La tecnica PRK (sigla di PhotoRefractive Keratectomy, fotocheratectomia refrattiva) è efficace su miopia, astigmatismo e ipermetropia. Si utilizza il laser a eccimeri, che asporta i tessuti per evaporazione con la precisione del millesimo di millimetro (micron).
Il medico asporta prima manualmente la parte superficiale della cornea, detta epitelio, poi esegue l’ablazione con il laser. Attualmente tecniche laser più moderne consento di effettuare il trattamento in modo transepiteliale senza la necessità di rimuovere manualmente l’epitelio, come nella tecnica ASA (advanced surface ablation) transepiteliale . Una volta finito applica una lente a contatto protettiva che sarà tolta durante i successivi controlli, quando l’epitelio si sarà riformato o quando il medico lo riterrà opportuno.
Effetti collaterali nei primi giorni possono essere: fastidio, lacrimazione, senso di corpo estraneo e fotofobia. Solo in rari casi la cicatrizzazione può lasciare tracce permanenti (haze) che riducono la qualità della vista. Il risultato effettivo inizia a comparire dai primi giorni, mentre per arrivare al completamento refrattivo possono passare dai 2 ai 6 mesi.

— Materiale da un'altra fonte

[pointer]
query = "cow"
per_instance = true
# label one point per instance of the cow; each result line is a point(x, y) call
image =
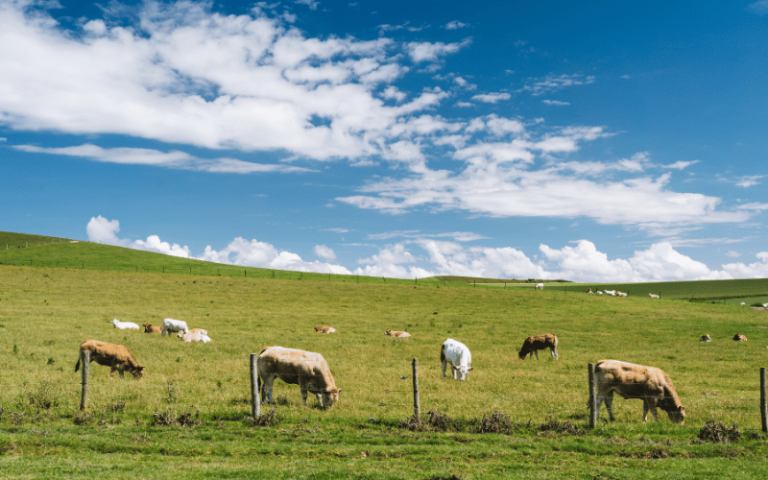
point(458, 355)
point(148, 328)
point(308, 370)
point(124, 325)
point(195, 335)
point(324, 329)
point(649, 384)
point(535, 343)
point(110, 355)
point(170, 325)
point(397, 333)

LASEK (acronimo di LASer Epithelial Keratomileusis, cheratomileusi laser epiteliale) è un trattamento simile al PRK, che però prevede il sollevamento dell’epitelio originale anziché la sua rimozione. L’epitelio viene preservato con una soluzione alcolica al 15-20%, ribaltato di lato (flap epiteliale) e dopo l’applicazione del laser ad eccimeri si riporta l’epitelio nella sua posizione originale, dove si risalda da solo (senza punti di sutura). Analogamente alla PRK si applica la lente a contatto protettiva sopra l’epitelio.

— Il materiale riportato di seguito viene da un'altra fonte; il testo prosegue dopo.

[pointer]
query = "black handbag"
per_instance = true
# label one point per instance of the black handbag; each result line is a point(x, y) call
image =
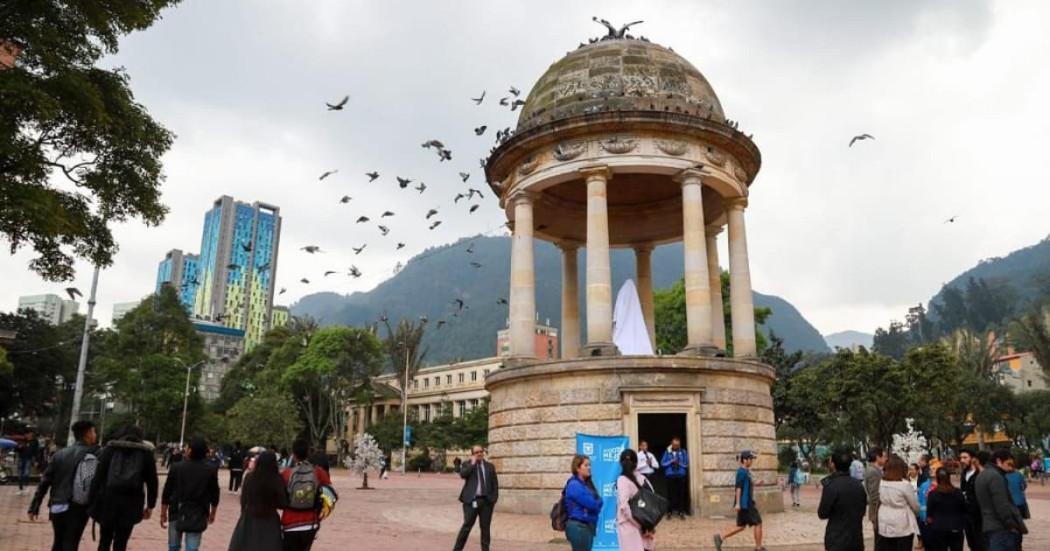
point(648, 508)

Epi-LASIK è una variante della Lasek. L’epitelio non viene scollato dallo stroma sottostante con una soluzione alcolica, ma meccanicamente con uno strumento separatore chiamato epicheratomo. In questo modo l’epitelio conserva in parte la sua vitalità. Il recupero visivo e il dolore sono minori rispetto alla PRK.

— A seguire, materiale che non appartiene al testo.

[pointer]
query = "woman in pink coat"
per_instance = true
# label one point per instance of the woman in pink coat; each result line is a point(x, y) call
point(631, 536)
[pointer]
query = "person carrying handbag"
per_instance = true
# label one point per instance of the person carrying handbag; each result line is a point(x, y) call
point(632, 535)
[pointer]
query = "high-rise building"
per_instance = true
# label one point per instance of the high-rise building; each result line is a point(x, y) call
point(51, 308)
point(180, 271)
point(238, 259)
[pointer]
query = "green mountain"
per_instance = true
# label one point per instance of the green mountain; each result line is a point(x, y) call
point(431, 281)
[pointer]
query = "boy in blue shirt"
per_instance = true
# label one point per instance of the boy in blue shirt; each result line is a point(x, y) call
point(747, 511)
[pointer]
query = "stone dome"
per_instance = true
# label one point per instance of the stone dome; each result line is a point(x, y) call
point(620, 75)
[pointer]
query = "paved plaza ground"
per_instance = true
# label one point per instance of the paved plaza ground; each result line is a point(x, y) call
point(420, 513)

La tecnica LASIK (acronimo di Laser-ASsisted In situ Keratomileusis, cheratomileusi laser assistita in situ) consiste nell’impiego da parte del chirurgo di un microcheratomo che consente di rimuovere un sottile strato di cornea, che viene ribaltato di lato per creare un “flap” corneale, una specie di sportello sotto il quale viene effettuato il laser. Al termine, lo strato di cornea viene riposizionato e si risalda da solo.
Con qualsiasi tecnica chirurgica è fondamentale non strofinare l’occhio per qualche giorno.
La iLASIK, conosciuta anche come IntraLASIK o FemtoLASIK, è una variante della tecnica LASIK. Consiste nell’uso di un laser a femtosecondi per la creazione del flap corneale, al posto della lama chirurgica (microcheratomo) utilizzato nella LASIK tradizionale.
Tecniche ormai desuente usate soprattutto nell’era pre laser ad eccimeri sono Cheratotomia Radiale e Mini Cheratotomia Radiale Asimmetrica, in cui si modifica la curvatura corneale per correggere i difetti miopici, effettuando incisioni più o meno numerose e profonde con bisturi diamantati.
I moderni laser ad eccimeri consentono di effettuare trattamenti personalizzati o customizzati a guida topografica o topo aberrometrica, sulla base delle caratteristiche personali di ogni cornea. Sono inoltre dotati di sistemi di eye tracking per l’inseguimento dei movimenti involontari degli occhi.